Dress for Visibility
Whether it’s day or night, you should dress for visibility. Brightly colored clothing is ideal during daytime. At night, you should always wear reflective gear to help drivers see you. It is also helpful to use lights in darker areas.
Plan a Safe Route
Whenever possible, make sure there are sidewalks, crosswalks, and pedestrian crossing signals along the length of your route. If you know there is construction or some other issue that will disrupt your safe path, choose an alternate route.
Keep a Safe Distance from the Road
Whether you’re walking or waiting at the curb, always keep a safe distance from where vehicles will be passing by.
It’s dangerous to take drivers by surprise. Walk on sidewalks, cross at crosswalks, and use intersections by following all traffic signals. Never walk along the highway and stay out of zones that restrict pedestrians. These areas restrict you for your safety.
You need all your senses to be a safe pedestrian. Put your phone away and save your texts and calls for when you get to your destination. Do not be tempted to wear headphones or listen to music either. In all likelihood, you’ll hear a car before you see it.
Look Both Ways
We tell our kids this all the time, but it’s a good reminder for adults, too. Look left, right, and then left once again to make sure no traffic is coming as you cross the road.
Make Eye Contact with Drivers
This is one of the best way to make sure a driver has seen you. Any time you are crossing the road at an intersection where a driver is stopped, always make eye contact before you step into the road.

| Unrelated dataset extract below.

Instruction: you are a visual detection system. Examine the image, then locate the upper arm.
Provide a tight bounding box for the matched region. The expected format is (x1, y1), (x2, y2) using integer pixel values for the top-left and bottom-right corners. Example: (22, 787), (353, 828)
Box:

Never Assume that Drivers See You
It is dangerous to blindly trust traffic signals and assume that the walk signal means it’s safe. Once the pedestrian crossing signal is green, you should pause to look for cars.
Anticipate and Be Cautious
Always be extra cautious in areas where you know cars may be driving. You should be aware of where cars might be turning, backing out, or entering driveways. You should also give drivers extra time to see you and react when visibility is low or weather is bad.
How Drivers Can Keep Pedestrians Safe
Follow All Traffic Signals
Traffic signals not only keep you safe, they help pedestrians anticipate where and when there will be cars moving on the road. Heeding all traffic signals and safety laws keeps everyone safe.
Never Drive While Tired or Impaired
Drowsy driving is extremely dangerous because it impacts your concentration and your reaction time. So does impaired driving, which is illegal.
Avoid Distractions While Driving
Put away your cell phone, turn down your music, and make sure pets are secure while you drive. These distractions could cause you not to see a pedestrian or to miss a traffic signal giving the pedestrian the right of way.
Use Your Lights When Visibility is Low
You should be doing this anyway, but it will certainly help the pedestrians sharing the road with you. Always use your lights at night, in bad weather, or other situations where visibility is low.
Be Extra Cautious in Areas with More Pedestrians
In areas with heavy foot traffic, slow down and pay extra attention. Work zones, school zones, and neighborhoods with lots of children see many preventable pedestrian crashes each year.
Make Eye Contact
When you encounter a pedestrian waiting to cross, make eye contact with them to be sure they see you and to let them know you see them. Be courteous and allow them to cross safely.
When in Doubt, Use Your Horn
If you realize a pedestrian is in danger and need to get their attention, use your horn. If they are wearing headphones or seem unaware of oncoming traffic, you may save their life.
Even if you primarily get places by driving, there will always be times where you are a pedestrian. When you’re driving, treat pedestrians with the same respect you’d like to see. When you’re traveling by foot, walk smart! Look up, look out, and always stay alert.